Though generally regarded as a “Red State”, meaning a state that votes in predominately conservative manner, Texas is also home to many major “liberal” metropolises.  Cities such as Houston, Dallas, as well as the state capitol of Austin are all generally considered to be “liberal” areas. It is partially because of this that many Texans see the possibility of legalized cannabis becoming a reality in their state.

 

However, it’s not just hippies and left-wingers that are pushing for cannabis reform. Rick Perry, Governor of Texas and member of the Republican Party, has admitted that former President Nixon’s “War on Drugs” may’ve been a bit misguided. Perry stated at the World Economic Forum in Davos, Switzerland, “Did we fight the war on drugs correctly every day? No. Has the war on terror been fought correctly every day? No. The point is that after 40 years of the war on drugs, I can’t change what happened in the past.

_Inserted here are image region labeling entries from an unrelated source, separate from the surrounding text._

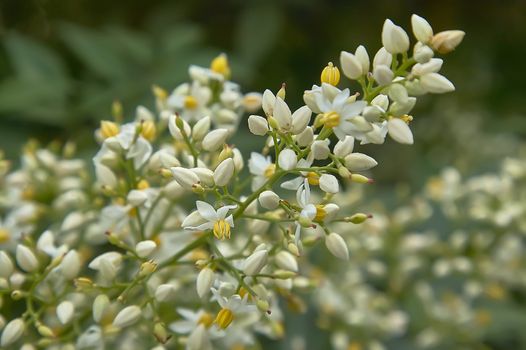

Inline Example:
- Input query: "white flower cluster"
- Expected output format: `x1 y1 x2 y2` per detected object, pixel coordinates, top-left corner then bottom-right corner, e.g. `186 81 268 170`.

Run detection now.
0 16 463 350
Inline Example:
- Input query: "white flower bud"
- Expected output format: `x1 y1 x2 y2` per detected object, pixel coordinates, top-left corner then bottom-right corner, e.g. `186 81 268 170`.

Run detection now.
320 174 340 193
325 232 349 260
276 250 298 272
373 65 394 85
214 158 235 186
0 318 25 347
333 135 354 158
248 115 269 136
310 139 331 160
60 250 80 280
203 129 228 152
411 15 433 44
126 190 148 207
345 153 378 171
57 300 75 324
387 118 413 145
340 51 364 80
382 19 409 54
171 167 199 190
258 191 280 210
92 294 110 323
155 283 177 302
354 45 370 74
420 73 455 94
196 267 215 298
192 116 210 141
135 240 157 258
243 249 268 276
112 305 141 328
431 30 466 54
291 106 312 135
273 97 292 132
278 148 298 170
16 244 39 272
0 250 14 278
296 126 314 147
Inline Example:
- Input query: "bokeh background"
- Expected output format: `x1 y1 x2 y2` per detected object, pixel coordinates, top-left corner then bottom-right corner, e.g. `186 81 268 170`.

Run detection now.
0 0 526 349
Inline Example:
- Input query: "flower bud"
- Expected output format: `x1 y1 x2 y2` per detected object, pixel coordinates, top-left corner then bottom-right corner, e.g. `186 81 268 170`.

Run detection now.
0 318 25 347
203 129 228 152
320 174 340 193
325 232 349 260
248 115 269 136
192 116 210 141
57 300 75 324
382 19 409 54
0 250 14 278
387 118 413 145
291 106 312 135
431 30 466 54
345 153 378 171
243 249 268 276
92 294 110 323
420 73 455 94
258 191 280 210
411 15 433 44
214 158 234 186
112 305 141 328
196 267 215 298
340 51 364 80
278 148 298 170
170 167 199 190
16 244 39 272
275 250 298 272
135 240 157 258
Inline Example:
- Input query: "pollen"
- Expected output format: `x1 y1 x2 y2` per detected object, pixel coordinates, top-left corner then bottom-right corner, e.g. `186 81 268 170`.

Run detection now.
307 171 320 186
214 219 230 240
320 62 340 86
324 112 340 128
263 164 276 179
197 312 214 328
214 308 234 329
184 95 198 109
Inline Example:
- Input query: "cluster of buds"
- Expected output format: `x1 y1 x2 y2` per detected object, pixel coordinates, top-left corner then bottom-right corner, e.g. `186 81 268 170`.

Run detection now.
0 17 461 350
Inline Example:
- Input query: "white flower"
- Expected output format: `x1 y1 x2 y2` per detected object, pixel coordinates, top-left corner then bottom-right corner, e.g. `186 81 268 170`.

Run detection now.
184 201 237 239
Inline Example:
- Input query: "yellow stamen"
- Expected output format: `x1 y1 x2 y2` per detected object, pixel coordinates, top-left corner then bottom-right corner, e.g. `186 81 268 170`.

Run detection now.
0 228 11 244
263 164 276 179
307 171 320 186
314 204 327 222
320 62 340 86
184 95 198 109
214 308 234 329
324 112 340 128
214 219 230 239
100 120 119 139
197 312 214 328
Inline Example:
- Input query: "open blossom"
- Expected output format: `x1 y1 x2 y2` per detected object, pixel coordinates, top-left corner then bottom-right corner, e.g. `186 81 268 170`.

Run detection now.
184 201 237 239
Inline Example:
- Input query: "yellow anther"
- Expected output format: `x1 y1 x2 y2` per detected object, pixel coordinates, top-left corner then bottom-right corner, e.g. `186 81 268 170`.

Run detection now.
214 308 234 329
141 120 157 141
263 164 276 179
314 204 327 222
320 62 340 86
197 312 214 328
0 228 11 244
214 219 230 239
324 112 340 128
100 120 119 139
210 53 230 79
184 95 198 109
307 171 320 186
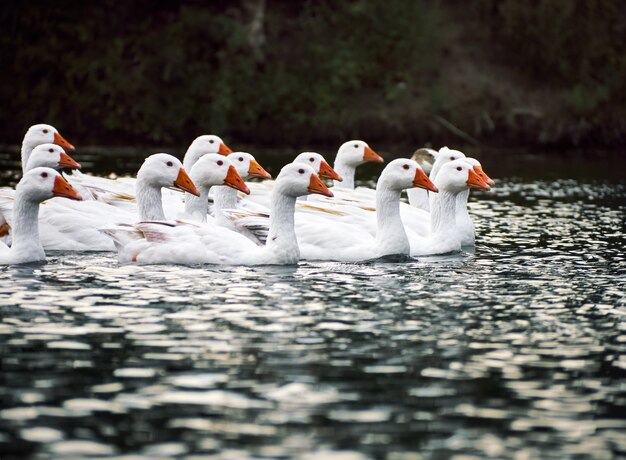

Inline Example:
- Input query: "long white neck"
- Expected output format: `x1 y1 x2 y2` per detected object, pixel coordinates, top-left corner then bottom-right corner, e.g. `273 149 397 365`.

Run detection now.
185 186 211 222
22 138 37 174
137 177 165 220
264 187 300 264
376 188 411 257
11 191 45 260
430 189 458 239
456 190 476 246
213 185 237 225
333 158 356 189
406 187 430 211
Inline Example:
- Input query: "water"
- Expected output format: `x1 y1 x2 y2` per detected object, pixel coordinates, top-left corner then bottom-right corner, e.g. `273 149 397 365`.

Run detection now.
0 150 626 460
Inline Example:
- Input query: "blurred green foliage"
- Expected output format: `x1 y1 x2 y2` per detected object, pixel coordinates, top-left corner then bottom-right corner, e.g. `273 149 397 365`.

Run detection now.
481 0 626 122
0 0 438 143
0 0 626 146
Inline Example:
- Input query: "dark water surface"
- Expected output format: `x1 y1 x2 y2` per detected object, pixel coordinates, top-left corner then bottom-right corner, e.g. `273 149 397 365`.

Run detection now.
0 150 626 460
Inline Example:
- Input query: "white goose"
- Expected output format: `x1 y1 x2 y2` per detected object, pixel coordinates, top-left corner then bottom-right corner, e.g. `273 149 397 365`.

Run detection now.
244 152 342 211
106 163 332 265
21 123 74 173
211 152 272 226
0 144 80 245
296 158 437 262
0 168 81 264
333 140 385 189
0 153 198 251
410 158 489 256
181 152 254 222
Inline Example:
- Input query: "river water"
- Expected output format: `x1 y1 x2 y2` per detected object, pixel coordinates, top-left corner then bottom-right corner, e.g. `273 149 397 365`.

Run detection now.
0 149 626 460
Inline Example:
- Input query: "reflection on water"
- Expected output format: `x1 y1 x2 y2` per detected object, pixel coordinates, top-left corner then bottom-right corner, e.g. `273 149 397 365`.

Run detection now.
0 155 626 459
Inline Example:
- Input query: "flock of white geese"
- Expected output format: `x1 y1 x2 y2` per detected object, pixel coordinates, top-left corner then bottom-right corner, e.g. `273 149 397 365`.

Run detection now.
0 124 494 265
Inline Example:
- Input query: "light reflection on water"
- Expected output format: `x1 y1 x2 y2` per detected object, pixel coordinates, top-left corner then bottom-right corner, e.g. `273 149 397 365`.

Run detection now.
0 164 626 459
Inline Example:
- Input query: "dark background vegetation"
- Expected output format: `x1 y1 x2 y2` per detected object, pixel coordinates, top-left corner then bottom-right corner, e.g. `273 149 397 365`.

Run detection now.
0 0 626 151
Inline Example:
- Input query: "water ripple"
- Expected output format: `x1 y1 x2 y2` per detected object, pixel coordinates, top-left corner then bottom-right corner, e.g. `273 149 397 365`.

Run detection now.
0 174 626 460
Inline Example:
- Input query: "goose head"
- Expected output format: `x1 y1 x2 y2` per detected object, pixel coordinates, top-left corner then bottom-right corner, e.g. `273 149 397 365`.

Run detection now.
24 123 75 150
335 140 385 167
274 163 333 198
458 157 496 187
435 158 489 193
293 152 343 182
16 167 82 203
137 153 200 196
228 152 272 179
26 144 80 171
184 134 233 171
376 158 438 192
430 147 465 180
190 153 250 194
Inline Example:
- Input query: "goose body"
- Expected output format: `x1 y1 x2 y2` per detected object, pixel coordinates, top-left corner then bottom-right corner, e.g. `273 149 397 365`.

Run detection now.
106 163 332 265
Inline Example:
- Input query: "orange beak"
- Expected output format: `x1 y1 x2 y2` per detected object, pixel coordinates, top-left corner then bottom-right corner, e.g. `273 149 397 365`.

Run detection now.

What I can do as the governor of the second largest state in the nation is to implement policies that start us toward a decriminalization and keeps people from going to prison and destroying their lives”.

 

More and more, citizens of the United States are beginning to accept that cannabis may not be the devil plant they were once led to believe it was. Aside from the medical benefits reaped from the tetrahydrocannabinol (THC) and cannabidiol (CBD) found in certain variations of the plant, recreational usage of marijuana has been shown to cause less physical and mental impairment to users than that of users of alcohol, as well as lacking the negative effects on the liver that comes from alcohol consumption (though the act of smoking does still damage the lungs).

 

In addition, hemp production is also halted by cannabis’ current legal status. Hemp, a material with seemingly endless industrial uses, is also considered a controlled substance for its familial relation to marijuana, and is still federally illegal to grow in the U.S. despite containing a near immeasurable amount of the psychoactive ingredients present in marijuana. Hemp’s variety of uses and its threat to the American timber industry is thought to be one of the main influences behind cannabis’ initial prohibition in the 1930’s.

 

Perhaps the greatest benefit cannabis can give to the U.S. is a much-needed economic boost. Colorado’s first recreational marijuana shops, which opened on January 1st, took in 5 million dollars worth of sales in their first week alone. The state projects tax revenue from cannabis to top $70 million by the end of 2014. Colorado is only one of two states with full legalization of cannabis, and these tax numbers come from sales of recreational marijuana, and do not include any potential income from hemp production. In other words, these figures are just the tip of the iceberg. To a country whose national debt is currently $17 trillion and climbing, this could be just the jumpstart the U.S. economy has been waiting for.